Trend Micro Inc.

01/14/2022 | News release | Distributed by Public on 01/14/2022 08:15

Codex Exposed: How Low Is Too Low When We Generate Code?

In June 2020, OpenAI released version 3 of its Generative Pre-trained Transformer (GPT-3), a natural language transformer that took the tech world by storm with its uncanny ability to generate text seemingly written by humans. But GPT-3 was also trained on computer code, and recently OpenAI released a specialized version of its engine, named Codex, tailored to help - or perhaps even replace - computer programmers.

In a series of blog posts, we explore different aspects of Codex and assess its capabilities with a focus on the security aspects that affect not only regular developers but also malicious users. This is the second part of the series. (Read the first part here.)

Because it is based on GPT-3, Codex has benefited from being trained with a massive codebase taken from all over the internet, in virtually every programming language available. However, natural languages and programming languages do not share the same properties. And while natural languages can benefit from the generally higher flexibility in understanding concepts of the human mind, programming languages are bound to more rigid constructs and less forgiving principles, dictated by their respective interpreters or compilers.

For high-level programming languages, it is reasonable to expect that the same statistical modeling that works so well in GPT-3 for natural languages would bear similar advantages for its code generation capabilities.
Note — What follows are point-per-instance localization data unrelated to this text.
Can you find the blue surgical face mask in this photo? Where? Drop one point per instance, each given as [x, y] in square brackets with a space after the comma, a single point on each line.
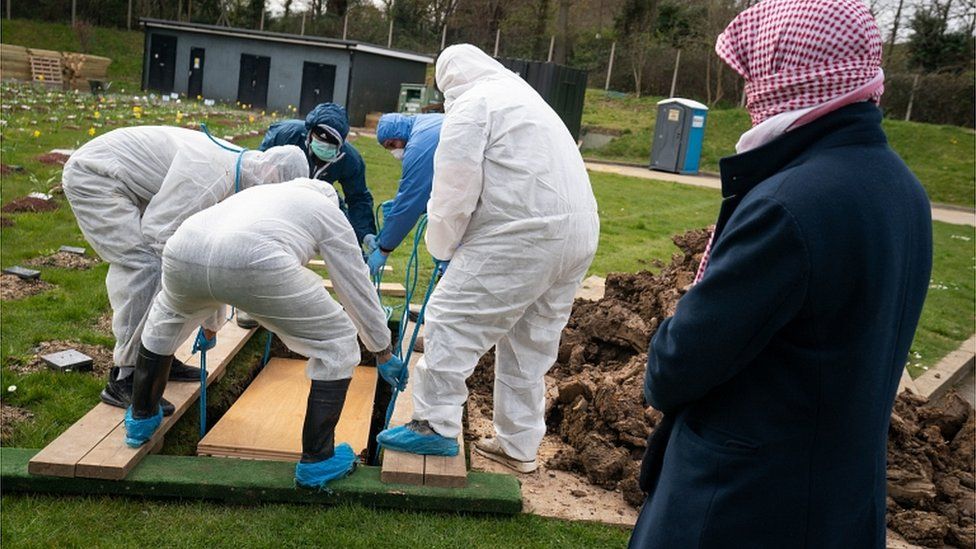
[326, 152]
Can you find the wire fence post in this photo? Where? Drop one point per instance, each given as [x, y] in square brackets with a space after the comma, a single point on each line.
[613, 50]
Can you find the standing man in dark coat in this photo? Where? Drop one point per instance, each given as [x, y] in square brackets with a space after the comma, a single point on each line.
[778, 371]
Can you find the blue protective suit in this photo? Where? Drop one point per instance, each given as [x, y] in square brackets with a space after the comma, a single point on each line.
[349, 170]
[422, 134]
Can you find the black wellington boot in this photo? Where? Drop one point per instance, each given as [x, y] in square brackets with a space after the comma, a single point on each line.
[118, 392]
[325, 400]
[148, 383]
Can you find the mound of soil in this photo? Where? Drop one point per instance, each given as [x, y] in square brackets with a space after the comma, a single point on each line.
[10, 417]
[101, 356]
[63, 260]
[595, 389]
[931, 496]
[13, 287]
[53, 158]
[29, 204]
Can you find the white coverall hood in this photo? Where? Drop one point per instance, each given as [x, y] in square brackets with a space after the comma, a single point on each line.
[461, 66]
[274, 165]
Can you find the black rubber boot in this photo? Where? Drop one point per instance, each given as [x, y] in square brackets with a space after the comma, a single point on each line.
[325, 401]
[118, 392]
[149, 382]
[181, 372]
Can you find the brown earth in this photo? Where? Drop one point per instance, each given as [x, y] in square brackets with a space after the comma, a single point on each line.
[594, 406]
[931, 447]
[29, 204]
[10, 416]
[53, 158]
[64, 260]
[595, 388]
[13, 287]
[101, 356]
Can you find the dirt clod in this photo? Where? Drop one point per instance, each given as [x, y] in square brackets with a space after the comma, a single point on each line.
[101, 356]
[64, 260]
[29, 204]
[10, 417]
[931, 500]
[13, 287]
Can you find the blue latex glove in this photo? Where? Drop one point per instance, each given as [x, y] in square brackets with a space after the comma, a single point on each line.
[201, 343]
[371, 243]
[394, 372]
[440, 267]
[386, 208]
[376, 260]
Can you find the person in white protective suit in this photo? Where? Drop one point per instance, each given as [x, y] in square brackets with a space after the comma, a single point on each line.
[250, 251]
[513, 211]
[130, 189]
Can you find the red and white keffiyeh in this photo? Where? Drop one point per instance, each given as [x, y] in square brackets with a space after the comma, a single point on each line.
[795, 54]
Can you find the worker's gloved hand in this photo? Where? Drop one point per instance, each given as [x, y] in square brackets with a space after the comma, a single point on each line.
[371, 243]
[394, 372]
[386, 208]
[202, 343]
[440, 267]
[376, 260]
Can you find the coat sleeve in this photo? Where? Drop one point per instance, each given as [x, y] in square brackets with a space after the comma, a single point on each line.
[411, 199]
[195, 181]
[755, 283]
[458, 177]
[358, 199]
[350, 276]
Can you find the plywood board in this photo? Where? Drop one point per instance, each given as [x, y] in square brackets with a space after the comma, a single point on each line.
[266, 421]
[61, 456]
[391, 289]
[112, 459]
[406, 468]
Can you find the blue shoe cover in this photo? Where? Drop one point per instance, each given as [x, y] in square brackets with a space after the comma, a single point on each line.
[404, 439]
[138, 431]
[317, 475]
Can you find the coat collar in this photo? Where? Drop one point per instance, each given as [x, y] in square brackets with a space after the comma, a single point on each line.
[859, 123]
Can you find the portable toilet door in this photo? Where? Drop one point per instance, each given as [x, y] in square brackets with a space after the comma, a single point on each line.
[678, 135]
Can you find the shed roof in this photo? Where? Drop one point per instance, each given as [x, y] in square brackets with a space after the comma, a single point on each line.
[281, 37]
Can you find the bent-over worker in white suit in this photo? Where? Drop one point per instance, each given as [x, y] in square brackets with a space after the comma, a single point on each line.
[250, 251]
[513, 211]
[130, 189]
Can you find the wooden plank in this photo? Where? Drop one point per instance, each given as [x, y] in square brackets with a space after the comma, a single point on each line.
[61, 456]
[111, 459]
[447, 472]
[406, 468]
[267, 419]
[390, 289]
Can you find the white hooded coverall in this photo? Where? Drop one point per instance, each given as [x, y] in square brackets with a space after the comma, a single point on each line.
[512, 209]
[250, 251]
[132, 187]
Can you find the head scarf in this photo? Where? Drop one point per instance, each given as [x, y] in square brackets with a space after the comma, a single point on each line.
[796, 54]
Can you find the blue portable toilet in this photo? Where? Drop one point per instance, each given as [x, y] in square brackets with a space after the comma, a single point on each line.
[678, 135]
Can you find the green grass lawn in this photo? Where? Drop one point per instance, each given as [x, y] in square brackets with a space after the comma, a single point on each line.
[942, 157]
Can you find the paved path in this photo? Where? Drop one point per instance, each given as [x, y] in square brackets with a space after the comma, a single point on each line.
[948, 214]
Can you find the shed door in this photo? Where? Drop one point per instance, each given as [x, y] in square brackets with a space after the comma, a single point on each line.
[195, 86]
[252, 87]
[667, 137]
[318, 81]
[162, 62]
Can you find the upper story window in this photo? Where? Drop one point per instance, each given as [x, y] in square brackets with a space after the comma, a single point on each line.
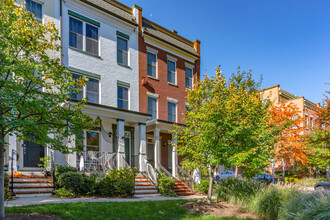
[171, 71]
[171, 111]
[189, 78]
[122, 97]
[122, 48]
[152, 64]
[152, 107]
[83, 36]
[89, 91]
[35, 8]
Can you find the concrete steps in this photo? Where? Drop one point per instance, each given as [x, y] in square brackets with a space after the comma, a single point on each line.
[32, 184]
[144, 187]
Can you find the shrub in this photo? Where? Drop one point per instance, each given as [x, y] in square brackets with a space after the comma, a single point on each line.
[203, 187]
[78, 183]
[310, 182]
[315, 205]
[64, 193]
[238, 191]
[268, 202]
[166, 185]
[59, 169]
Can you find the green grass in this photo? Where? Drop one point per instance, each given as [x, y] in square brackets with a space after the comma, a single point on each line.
[116, 210]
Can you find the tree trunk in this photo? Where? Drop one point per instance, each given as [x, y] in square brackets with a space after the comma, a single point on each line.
[236, 171]
[209, 194]
[2, 192]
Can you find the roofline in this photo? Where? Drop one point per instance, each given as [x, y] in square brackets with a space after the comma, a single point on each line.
[111, 13]
[168, 32]
[173, 45]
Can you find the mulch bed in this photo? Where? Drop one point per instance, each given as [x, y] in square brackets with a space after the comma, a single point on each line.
[218, 209]
[30, 216]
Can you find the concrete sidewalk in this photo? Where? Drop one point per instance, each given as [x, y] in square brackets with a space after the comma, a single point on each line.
[40, 200]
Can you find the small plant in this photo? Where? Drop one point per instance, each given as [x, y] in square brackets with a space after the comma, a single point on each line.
[45, 163]
[203, 187]
[166, 185]
[64, 193]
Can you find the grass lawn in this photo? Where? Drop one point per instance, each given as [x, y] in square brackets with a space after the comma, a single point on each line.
[115, 210]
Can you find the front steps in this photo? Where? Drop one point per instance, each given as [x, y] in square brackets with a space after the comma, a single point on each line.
[144, 187]
[181, 189]
[33, 184]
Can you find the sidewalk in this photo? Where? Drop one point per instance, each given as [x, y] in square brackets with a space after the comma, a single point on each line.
[40, 200]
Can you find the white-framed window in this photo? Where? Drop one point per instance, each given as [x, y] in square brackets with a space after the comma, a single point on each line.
[152, 64]
[35, 8]
[189, 78]
[91, 90]
[171, 107]
[122, 97]
[122, 50]
[83, 36]
[171, 72]
[152, 107]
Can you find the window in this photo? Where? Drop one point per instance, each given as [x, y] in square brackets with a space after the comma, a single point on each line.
[93, 141]
[171, 111]
[189, 77]
[152, 64]
[36, 9]
[152, 107]
[76, 33]
[171, 72]
[122, 51]
[122, 97]
[90, 90]
[77, 38]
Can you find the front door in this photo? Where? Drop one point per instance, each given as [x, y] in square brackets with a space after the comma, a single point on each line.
[32, 153]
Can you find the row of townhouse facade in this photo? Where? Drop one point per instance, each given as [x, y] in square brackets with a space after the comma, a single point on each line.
[139, 73]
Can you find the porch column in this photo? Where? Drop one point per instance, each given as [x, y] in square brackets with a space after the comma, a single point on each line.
[143, 146]
[121, 142]
[12, 152]
[157, 147]
[174, 156]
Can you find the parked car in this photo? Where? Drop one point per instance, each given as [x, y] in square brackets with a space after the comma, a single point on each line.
[268, 178]
[322, 186]
[224, 175]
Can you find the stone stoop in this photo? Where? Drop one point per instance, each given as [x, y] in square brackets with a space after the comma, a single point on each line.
[33, 184]
[181, 189]
[144, 187]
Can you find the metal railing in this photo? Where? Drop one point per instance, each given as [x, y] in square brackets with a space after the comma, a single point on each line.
[185, 178]
[151, 172]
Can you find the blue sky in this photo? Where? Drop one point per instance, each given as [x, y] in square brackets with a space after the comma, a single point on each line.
[287, 41]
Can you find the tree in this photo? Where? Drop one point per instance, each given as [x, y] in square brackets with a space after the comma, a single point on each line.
[290, 146]
[226, 124]
[34, 86]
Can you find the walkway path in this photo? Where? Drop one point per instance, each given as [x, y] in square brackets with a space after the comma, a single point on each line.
[39, 200]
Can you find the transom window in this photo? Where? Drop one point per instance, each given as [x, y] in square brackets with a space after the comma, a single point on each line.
[122, 51]
[152, 64]
[171, 70]
[122, 97]
[189, 78]
[152, 107]
[90, 90]
[171, 111]
[86, 39]
[34, 8]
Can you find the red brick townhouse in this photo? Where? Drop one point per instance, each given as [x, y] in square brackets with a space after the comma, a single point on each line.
[169, 64]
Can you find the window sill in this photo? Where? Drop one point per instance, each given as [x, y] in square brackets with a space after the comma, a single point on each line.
[123, 65]
[82, 51]
[171, 84]
[153, 78]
Codex, however, lacks some of the essential constructs required for a real "understanding" of programming languages, such as their abstract syntax tree or the computational architecture of the target machine.

So, how far can we push code generation while still being effective?

The imitation game: Codex's ability to understand low-level code

To assess how deep Codex's understanding of its generated code is, we tested its understanding of assembly language. We chose this to get the farthest away from natural language and the closest to the machine. We tested Codex by giving it assembly code samples, which we asked it to translate to ordinary language.